I'm very lucky that my first experience of being led in an organisation was by a really good leader. It was all about open communication and taking a genuine interest in what other people think. He used to say it was his job to think and he needed time to do that. He would carve time out of his diary and protect it at all costs and that's one thing that I haven't quite got the hang of yet. As a leader, if you don't take time out to think and reflect on what's working, you're not going to do your job as well as you could.

There is definitely something to be said about honest and open leadership. I did a blog recently for Third Sector about mental health and gave my account and experience of panic attacks. In my early twenties I barely left the house for three years.
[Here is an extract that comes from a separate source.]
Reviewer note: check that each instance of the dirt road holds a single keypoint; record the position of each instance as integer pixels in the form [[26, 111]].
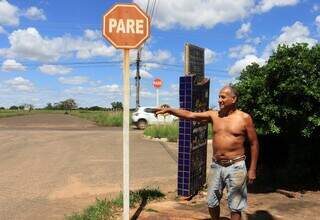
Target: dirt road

I did think twice about sharing that because I didn't want it to have a negative impact on NAVCA, but I think it is important to be honest and have those discussions. Mandy Johnson did a brilliant blog about imposter syndrome, which we all have!

There's a different model of leadership that isn't just about following 'me', although you do need some of that too. It's about striking the right balance.

You have to be able to give your team and the people around you confidence, a sense of security and the understanding that you have everything under control. You don't want your team to waste time and energy worrying about things when they don't need to. Equally, especially in collaborative teams, if I'm not able to be open and honest I can't get the support I need (if I'm having sleepless nights about an event I want to be able to share that!). It puts the team in a position of not being able to tell you things if you aren't sharing with them. Getting that emotional intelligence right is really hard, but something you need to always be aware of. Protecting yourself and getting the work-life balance right is a hugely important part of being a good leader too.

Much of your team aren't based from the same geographical location and flexible/homeworking is becoming more and more common. What is the secret to building a loyal, happy team of remote workers?

I made a really clear, strategic decision the day I found out I had got the job at NAVCA that I would be recruiting a team that was mobile, flexible and not office-based. We are a national body and we need to be able to get around easily. I also knew that would create a different dynamic. If you going to have one member of the team working remotely, it is much easier to have everyone doing the same thing. It really opened up the opportunity to make sure we got the best possible candidates because we weren't restricted by location and that really paid off.

If you have the luxury of starting virtually from scratch as I did, you are recruiting people from the start who know they will be working this way when they apply for the job. They therefore have a desire and willingness to work this way. You have to literally equip them with the right tools for the job, which may mean making an investment. You also have to equip them with the right knowledge and understanding.

It is important to spend time early on talking and listening with a thorough induction because they will not be in the office to ask questions further down the line. You have to be really clear about what you are asking them to achieve. Regular one-to-ones and appraisals are crucial too to make sure people know they are heading in the right direction. I have yet never worked with anyone who wasn't interested in coming to work to do a good job. People will always want to do a good job given the right opportunity.

Giving people a sense of the shared goals and vision is important. What is your individual role and where does that fit into the wider team? Going back to the honest piece, I need to be clear about my role too. Something I am just starting to work through is getting the team to a point where I am not the hub of the team with everyone linking into me. I am working quite actively on the team becoming truly collaborative and inter-dependent so that they are having relationships with one another, as well as with me. The thinking being that the whole is greater than the sum of its parts. I'm not always going to be around and it isn't an effective use of our time for me to lead on everything.